Published: 1st March, 2021
Earlier today the University of Leicester executive finally published its financial statements for the year ending 31 July 2020. Normally, universities must publish their accounts in mid-January. Although the Office for Students sanctioned an extension of the deadline this year – because of COVID – our employer was still one of few not able to get its accounts in order at the usual time. One of Leicester UCU’s critical accountants – at risk of redundancy because of the ‘critical’ nature of their scholarship – offers their hot take below.
In 2019/20 the University made a surplus of £400K on ongoing activities. But that was only by sacking temporary staff in April. It is forecasting a surplus of £3M in 2020/21 – by not re-employing those staff. A further £3M in 2021/22 from redundancies?
It doesn’t look like this round of redundancies will be the last. On page 36, after demonstrating how parlous the University’s financial position is, the accounts state:
The University needs to have £30M of cash on hand to be considered a going concern. At the end of the accounting period, the University’s cash had fallen to £32M. It’s now borrowing money to ensure that it keeps above £30M. It needs those redundancies done soon!
Now look at this table, that details debt that’s liable in the next 12 months…
Oooh! Cash flow improved by £8M by paying taxes later? That was always a red flag when I was a tax inspector.

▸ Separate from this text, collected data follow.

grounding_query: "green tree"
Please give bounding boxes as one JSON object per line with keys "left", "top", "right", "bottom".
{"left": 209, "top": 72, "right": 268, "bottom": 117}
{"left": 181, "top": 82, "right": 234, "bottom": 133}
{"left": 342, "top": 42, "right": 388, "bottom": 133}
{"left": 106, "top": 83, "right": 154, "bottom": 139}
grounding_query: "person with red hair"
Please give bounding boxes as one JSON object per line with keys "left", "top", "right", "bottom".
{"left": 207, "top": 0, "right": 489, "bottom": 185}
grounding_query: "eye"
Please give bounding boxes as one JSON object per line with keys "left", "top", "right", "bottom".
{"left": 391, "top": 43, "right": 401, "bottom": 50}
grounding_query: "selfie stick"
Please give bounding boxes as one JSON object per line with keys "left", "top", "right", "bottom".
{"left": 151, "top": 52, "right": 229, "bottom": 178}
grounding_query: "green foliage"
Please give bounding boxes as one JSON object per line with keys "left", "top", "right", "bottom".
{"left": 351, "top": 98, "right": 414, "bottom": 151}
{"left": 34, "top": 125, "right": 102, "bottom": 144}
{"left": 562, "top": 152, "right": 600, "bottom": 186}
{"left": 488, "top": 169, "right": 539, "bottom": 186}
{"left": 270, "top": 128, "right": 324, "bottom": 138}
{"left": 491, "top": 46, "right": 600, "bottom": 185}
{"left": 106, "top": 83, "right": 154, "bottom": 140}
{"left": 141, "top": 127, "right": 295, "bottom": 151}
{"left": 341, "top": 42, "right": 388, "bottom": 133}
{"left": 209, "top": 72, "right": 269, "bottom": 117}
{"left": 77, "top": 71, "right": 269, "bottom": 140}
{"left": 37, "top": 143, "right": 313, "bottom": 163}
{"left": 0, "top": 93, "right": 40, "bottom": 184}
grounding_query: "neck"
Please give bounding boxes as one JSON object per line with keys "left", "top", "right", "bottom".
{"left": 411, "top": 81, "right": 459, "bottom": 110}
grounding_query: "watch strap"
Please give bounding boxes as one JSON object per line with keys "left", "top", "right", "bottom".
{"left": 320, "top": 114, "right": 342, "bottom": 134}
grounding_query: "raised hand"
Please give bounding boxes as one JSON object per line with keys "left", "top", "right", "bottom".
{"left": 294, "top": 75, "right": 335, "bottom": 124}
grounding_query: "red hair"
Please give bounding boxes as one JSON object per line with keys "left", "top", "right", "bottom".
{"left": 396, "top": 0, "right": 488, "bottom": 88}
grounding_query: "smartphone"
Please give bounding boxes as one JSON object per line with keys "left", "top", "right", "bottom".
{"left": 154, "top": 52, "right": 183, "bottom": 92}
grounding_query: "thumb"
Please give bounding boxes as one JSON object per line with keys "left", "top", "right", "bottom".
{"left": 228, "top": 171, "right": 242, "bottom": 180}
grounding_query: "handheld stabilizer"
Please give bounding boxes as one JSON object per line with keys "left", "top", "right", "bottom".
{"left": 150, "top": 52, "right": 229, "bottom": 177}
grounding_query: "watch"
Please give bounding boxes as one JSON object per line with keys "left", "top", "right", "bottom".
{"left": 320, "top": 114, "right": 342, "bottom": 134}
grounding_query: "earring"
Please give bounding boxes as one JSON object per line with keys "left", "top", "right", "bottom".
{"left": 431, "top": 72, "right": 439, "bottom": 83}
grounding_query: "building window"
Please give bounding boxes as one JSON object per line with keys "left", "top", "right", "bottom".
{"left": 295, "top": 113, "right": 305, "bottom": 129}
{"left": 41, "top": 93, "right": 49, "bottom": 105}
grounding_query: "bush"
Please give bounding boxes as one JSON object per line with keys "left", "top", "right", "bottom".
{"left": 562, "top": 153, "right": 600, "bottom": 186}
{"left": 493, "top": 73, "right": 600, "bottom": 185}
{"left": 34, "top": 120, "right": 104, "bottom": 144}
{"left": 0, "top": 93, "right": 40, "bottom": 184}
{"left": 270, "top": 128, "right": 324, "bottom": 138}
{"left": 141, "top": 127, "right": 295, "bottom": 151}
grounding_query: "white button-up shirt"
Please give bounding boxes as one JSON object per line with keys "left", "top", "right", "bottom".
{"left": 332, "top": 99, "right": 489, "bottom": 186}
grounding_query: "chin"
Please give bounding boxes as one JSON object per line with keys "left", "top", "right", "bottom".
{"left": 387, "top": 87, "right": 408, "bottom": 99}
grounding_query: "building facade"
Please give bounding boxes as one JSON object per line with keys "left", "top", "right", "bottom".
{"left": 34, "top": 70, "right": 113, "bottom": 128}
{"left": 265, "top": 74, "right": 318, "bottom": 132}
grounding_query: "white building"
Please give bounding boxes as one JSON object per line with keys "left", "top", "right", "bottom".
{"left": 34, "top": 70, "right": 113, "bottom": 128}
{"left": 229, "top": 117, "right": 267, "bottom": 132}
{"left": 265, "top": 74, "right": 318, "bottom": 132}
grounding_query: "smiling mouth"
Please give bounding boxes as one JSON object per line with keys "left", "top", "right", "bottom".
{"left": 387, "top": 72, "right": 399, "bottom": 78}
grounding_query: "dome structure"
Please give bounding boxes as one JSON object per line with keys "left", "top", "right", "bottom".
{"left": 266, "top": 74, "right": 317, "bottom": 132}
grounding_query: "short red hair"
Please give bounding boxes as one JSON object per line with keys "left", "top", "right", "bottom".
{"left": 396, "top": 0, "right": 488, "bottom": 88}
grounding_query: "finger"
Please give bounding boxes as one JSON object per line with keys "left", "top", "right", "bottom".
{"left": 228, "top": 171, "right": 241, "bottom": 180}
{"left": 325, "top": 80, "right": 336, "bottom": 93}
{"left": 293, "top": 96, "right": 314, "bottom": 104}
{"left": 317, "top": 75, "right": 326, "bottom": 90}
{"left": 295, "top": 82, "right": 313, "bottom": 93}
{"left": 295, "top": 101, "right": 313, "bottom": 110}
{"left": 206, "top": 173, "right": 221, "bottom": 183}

In his Foreword (on p. 8), the president and vice-chancellor says,
With our new University Strategy in 2021 our ambition and success will continue to grow as we all work to change the world for the better.

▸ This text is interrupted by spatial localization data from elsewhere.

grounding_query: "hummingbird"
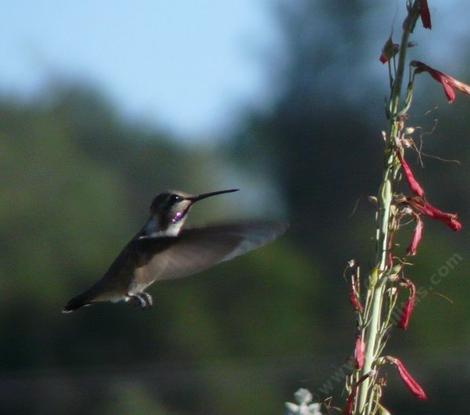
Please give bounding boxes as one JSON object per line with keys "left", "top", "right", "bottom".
{"left": 63, "top": 189, "right": 287, "bottom": 312}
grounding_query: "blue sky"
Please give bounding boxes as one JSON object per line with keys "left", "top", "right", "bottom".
{"left": 1, "top": 1, "right": 468, "bottom": 141}
{"left": 1, "top": 0, "right": 277, "bottom": 140}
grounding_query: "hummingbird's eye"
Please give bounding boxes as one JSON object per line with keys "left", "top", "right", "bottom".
{"left": 169, "top": 194, "right": 182, "bottom": 203}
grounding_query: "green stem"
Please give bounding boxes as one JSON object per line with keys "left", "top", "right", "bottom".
{"left": 354, "top": 3, "right": 420, "bottom": 414}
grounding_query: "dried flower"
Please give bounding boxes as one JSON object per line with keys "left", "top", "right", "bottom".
{"left": 379, "top": 38, "right": 399, "bottom": 64}
{"left": 354, "top": 335, "right": 365, "bottom": 369}
{"left": 397, "top": 152, "right": 425, "bottom": 197}
{"left": 387, "top": 357, "right": 427, "bottom": 400}
{"left": 419, "top": 0, "right": 432, "bottom": 29}
{"left": 397, "top": 280, "right": 416, "bottom": 329}
{"left": 412, "top": 60, "right": 470, "bottom": 103}
{"left": 407, "top": 215, "right": 424, "bottom": 256}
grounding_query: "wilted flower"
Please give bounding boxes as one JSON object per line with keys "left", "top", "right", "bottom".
{"left": 379, "top": 37, "right": 399, "bottom": 64}
{"left": 354, "top": 335, "right": 365, "bottom": 369}
{"left": 419, "top": 0, "right": 432, "bottom": 29}
{"left": 285, "top": 388, "right": 322, "bottom": 415}
{"left": 397, "top": 280, "right": 416, "bottom": 329}
{"left": 412, "top": 60, "right": 470, "bottom": 103}
{"left": 387, "top": 356, "right": 427, "bottom": 400}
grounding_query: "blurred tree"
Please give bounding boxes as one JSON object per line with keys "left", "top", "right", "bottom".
{"left": 229, "top": 0, "right": 470, "bottom": 413}
{"left": 0, "top": 83, "right": 320, "bottom": 414}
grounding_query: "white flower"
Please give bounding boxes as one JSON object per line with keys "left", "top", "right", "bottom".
{"left": 285, "top": 388, "right": 322, "bottom": 415}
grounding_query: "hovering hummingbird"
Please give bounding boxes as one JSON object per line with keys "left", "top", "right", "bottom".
{"left": 63, "top": 189, "right": 287, "bottom": 312}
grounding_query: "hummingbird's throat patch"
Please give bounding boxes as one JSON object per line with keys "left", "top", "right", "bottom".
{"left": 172, "top": 211, "right": 184, "bottom": 223}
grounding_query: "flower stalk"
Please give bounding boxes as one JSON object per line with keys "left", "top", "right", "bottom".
{"left": 341, "top": 1, "right": 466, "bottom": 413}
{"left": 288, "top": 1, "right": 467, "bottom": 413}
{"left": 354, "top": 2, "right": 422, "bottom": 414}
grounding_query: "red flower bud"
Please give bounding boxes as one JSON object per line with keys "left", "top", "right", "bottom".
{"left": 354, "top": 335, "right": 365, "bottom": 369}
{"left": 397, "top": 152, "right": 425, "bottom": 197}
{"left": 412, "top": 60, "right": 470, "bottom": 103}
{"left": 388, "top": 357, "right": 427, "bottom": 400}
{"left": 397, "top": 281, "right": 416, "bottom": 330}
{"left": 419, "top": 0, "right": 432, "bottom": 29}
{"left": 407, "top": 216, "right": 424, "bottom": 256}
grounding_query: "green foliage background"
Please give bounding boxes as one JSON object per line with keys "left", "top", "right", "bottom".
{"left": 1, "top": 1, "right": 469, "bottom": 414}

So far, all we’ve seen of this strategy is redundancies. Doesn’t feel a change for the better.
For those staff supposedly ‘not directly impacted’ by the present threatened redundancies, there’s a lot of worrying detail in the statements. Most worrying is that two of the University’s creditors didn’t agree amendments to their agreements covering this debt. ‘Minimal headroom’ is an ominous term… (see p. 37)
There’s still lots of hubris… See this pull quote on p. 14:
This obviously doesn’t mean any research that might improve workers’ lives, does it? Researchers in that area have been targeted for redundancy.
The statements say:
We’re currently tackling some of the most critical issues of our time.
What they don’t say is that if you’re thinking of researching Critical Management, the executive will make you redundant.
The statements say (on p. 15):
Our historians are looking at our relationship with our past and the lessons we must learn to foster progressive social change.
What they don’t say is these historians are doing this at the same time the executive is making redundant academics in the School of Busiess and English scholars who are doing the same thing.